Type: Oral
Session: 904. Outcomes Research – Non-Malignant Conditions: Blending the Old With the New: Traditional and Innovative Approaches to Determining Outcomes in Patients With Sickle Cell Disease
Hematology Disease Topics & Pathways:
Research, Clinical Practice (Health Services and Quality), health outcomes research, Clinical Research
Methods
We applied ML methods to clinical parameters and both categorical and time-to-event outcomes in a de-identified CIBMTR dataset of patients undergoing HCT. A supervised random forest model was created with baseline covariates as independent variables. Model selection was performed by both the clinician and data scientists to create a model using prognostically relevant variables. Since the number and percentage of negative outcomes in HCT for SCD is smaller than the positive outcomes, the model is imbalanced and biased towards predicting positive outcomes. To counter the imbalance, we constructed a training dataset taking each outcome variable of interest, and included randomly sampled positive outcomes, typically 1.5-3 times the total instances of the variable of interest. We ran the test dataset, and used a random forest on 20 such trials. To account for the effect of the undersampling, we propose a positive threshold 𝜹, and assigned a final prediction of a negative outcome if the average sum for an element is greater than delta.

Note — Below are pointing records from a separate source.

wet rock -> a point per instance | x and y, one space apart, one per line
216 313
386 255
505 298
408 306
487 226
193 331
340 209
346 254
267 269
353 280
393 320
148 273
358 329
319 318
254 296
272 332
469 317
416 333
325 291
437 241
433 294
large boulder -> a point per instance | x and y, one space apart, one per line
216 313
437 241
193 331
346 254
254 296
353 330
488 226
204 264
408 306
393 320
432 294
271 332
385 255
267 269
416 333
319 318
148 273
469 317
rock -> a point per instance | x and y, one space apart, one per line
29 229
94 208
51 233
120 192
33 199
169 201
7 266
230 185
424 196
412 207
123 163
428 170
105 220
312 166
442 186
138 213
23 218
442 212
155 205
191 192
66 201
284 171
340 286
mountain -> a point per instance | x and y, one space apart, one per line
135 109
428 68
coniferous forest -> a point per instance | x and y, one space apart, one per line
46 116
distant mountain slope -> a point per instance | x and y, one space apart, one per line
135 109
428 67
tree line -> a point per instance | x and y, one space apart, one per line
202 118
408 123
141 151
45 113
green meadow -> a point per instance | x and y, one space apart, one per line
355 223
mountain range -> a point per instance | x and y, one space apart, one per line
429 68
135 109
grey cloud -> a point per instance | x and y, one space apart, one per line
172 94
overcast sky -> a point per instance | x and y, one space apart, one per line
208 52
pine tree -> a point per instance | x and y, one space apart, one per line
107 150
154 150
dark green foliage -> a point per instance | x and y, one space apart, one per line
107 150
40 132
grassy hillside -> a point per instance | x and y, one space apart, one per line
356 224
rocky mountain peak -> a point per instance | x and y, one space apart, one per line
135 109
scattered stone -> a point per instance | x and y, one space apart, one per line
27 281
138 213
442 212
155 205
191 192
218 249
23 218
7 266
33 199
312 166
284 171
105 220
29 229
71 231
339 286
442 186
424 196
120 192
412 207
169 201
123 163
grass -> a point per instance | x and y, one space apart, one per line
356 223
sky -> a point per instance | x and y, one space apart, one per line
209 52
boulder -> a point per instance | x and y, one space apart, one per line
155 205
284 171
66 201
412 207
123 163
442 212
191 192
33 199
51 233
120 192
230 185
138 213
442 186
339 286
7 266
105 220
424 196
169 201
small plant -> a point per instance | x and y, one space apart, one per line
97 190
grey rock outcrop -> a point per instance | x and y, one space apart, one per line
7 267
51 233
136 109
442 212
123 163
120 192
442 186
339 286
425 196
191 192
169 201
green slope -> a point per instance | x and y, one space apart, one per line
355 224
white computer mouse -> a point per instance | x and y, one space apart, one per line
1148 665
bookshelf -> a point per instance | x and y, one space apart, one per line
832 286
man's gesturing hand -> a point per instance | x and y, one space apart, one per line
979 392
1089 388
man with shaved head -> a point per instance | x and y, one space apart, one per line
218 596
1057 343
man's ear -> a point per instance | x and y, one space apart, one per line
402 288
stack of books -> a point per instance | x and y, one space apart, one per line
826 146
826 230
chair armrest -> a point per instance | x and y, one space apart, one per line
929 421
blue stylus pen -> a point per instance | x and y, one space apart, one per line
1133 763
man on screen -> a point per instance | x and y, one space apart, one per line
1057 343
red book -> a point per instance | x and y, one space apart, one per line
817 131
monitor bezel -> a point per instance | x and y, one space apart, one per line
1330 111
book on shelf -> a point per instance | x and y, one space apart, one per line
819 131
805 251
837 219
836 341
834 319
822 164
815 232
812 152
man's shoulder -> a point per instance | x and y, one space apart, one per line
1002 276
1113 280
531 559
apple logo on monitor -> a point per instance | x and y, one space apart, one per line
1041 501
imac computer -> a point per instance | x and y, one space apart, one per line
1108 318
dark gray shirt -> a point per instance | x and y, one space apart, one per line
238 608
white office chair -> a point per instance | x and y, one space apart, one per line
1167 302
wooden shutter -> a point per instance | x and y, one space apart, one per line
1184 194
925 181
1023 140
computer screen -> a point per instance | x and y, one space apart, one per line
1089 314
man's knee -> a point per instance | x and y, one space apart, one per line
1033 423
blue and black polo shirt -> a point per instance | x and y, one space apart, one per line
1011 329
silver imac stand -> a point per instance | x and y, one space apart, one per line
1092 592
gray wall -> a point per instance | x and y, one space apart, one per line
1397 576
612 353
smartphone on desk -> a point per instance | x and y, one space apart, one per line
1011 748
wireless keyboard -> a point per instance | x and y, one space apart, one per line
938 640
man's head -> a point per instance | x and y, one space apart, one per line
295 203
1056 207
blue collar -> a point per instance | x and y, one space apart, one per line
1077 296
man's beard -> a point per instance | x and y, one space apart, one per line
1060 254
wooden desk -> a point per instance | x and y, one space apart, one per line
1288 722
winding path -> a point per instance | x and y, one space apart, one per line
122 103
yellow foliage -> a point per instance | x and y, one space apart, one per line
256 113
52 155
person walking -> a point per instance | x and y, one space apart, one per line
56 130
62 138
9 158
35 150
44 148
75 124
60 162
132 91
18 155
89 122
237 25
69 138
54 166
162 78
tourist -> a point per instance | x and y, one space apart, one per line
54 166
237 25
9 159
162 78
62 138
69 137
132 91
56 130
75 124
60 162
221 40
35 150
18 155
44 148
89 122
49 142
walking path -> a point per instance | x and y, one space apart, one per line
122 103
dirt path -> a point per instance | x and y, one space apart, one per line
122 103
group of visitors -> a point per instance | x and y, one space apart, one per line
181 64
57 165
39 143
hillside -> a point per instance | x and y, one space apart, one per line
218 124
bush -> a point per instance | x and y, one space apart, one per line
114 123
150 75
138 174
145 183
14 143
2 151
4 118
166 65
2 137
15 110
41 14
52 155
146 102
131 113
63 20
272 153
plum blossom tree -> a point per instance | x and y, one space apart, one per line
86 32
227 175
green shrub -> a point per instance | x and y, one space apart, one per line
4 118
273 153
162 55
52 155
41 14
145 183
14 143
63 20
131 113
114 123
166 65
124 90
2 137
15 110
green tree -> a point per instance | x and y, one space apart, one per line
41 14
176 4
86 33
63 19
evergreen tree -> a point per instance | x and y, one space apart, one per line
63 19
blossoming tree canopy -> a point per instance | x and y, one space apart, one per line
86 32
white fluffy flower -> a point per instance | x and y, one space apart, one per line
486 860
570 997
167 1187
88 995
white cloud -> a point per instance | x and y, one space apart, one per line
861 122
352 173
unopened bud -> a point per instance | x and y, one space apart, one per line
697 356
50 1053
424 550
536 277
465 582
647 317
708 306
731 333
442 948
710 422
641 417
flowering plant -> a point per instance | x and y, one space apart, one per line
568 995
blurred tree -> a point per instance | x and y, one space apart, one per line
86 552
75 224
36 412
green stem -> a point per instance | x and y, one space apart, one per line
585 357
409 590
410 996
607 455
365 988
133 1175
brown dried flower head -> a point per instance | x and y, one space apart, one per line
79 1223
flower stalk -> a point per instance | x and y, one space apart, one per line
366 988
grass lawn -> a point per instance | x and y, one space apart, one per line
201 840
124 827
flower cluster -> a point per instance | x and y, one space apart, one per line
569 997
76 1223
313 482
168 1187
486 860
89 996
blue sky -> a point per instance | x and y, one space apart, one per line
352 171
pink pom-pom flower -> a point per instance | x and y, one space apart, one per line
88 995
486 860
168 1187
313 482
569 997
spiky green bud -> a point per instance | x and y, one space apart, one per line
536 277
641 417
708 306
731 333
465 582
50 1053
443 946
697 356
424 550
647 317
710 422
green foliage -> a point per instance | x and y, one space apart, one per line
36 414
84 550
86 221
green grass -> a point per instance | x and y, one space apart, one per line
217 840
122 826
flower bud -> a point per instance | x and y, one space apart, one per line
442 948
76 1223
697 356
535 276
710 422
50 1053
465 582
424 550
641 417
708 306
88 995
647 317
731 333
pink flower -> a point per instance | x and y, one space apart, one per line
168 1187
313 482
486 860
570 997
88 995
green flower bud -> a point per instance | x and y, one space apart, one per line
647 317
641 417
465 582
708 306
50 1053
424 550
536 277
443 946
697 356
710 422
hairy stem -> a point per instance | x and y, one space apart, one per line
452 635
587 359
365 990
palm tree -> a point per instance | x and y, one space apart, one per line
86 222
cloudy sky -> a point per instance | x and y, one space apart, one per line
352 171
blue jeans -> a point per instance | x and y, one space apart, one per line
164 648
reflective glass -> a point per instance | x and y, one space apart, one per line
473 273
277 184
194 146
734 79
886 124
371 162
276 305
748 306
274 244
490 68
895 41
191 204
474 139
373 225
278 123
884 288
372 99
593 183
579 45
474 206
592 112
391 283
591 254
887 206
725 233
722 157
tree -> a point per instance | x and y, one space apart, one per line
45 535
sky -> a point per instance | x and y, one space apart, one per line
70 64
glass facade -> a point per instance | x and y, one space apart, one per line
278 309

We performed a 2 times Repeated 10 Fold Cross Validation, to demonstrate our model’s versatility and response to unknown data. The accuracy score may be misleading as it may result from the model being able to correctly predict the numerical majority of the positive outcomes, and does not indicate the ability to detect negative outcomes. We therefore estimated balanced accuracy which is the arithmetic mean of sensitivity and specificity. Thus, a higher balanced accuracy results only when both the negative and positive outcomes are predicted with a high accuracy. We also measured Area under the Receiver Operator Characteristic Curve (ROC AUC), a measure of the ability of a binary classifier to distinguish between classes. We define model confidence as the average probability across 20 trials, as well as our confidence in the model. We describe predictive probability percentage as : model confidence*our confidence in the model*100.
Results
We examined de-identified records of 1641 patients who underwent HCT and were reported to the CIBMTR. Patients were followed for a median of 47.8 months (0.3-312.9) Patient characteristics included 73.4% patient’s age at HCT <18 years, Karnofsky-Lansky (KPS) score ≥ 90 in 74.7%, overall survival 91.2%, event-free survival 75.5%, graft failure (GF) 17.9%, AGVHD 18.3%, and CGVHD 22.3%. Predictive model performance is described in Table 1. Predictive variables that made a significant contribution, and predicted outcomes in three hypothetical scenarios are described in Figure 1. Overall, the predictive model provided acceptable AUC, Balanced accuracy, positive predictive value and sensitivity.
Conclusions
We report the development, testing, and validation of an ML model for individualized prediction of outcomes of HCT for SCD. The model provides acceptable AUC, accuracy, balanced accuracy, positive predictive value and sensitivity. This predictive model has the potential to aid clinicians in making shared decisions with their patients regarding HCT for SCD.
Disclosures: No relevant conflicts of interest to declare.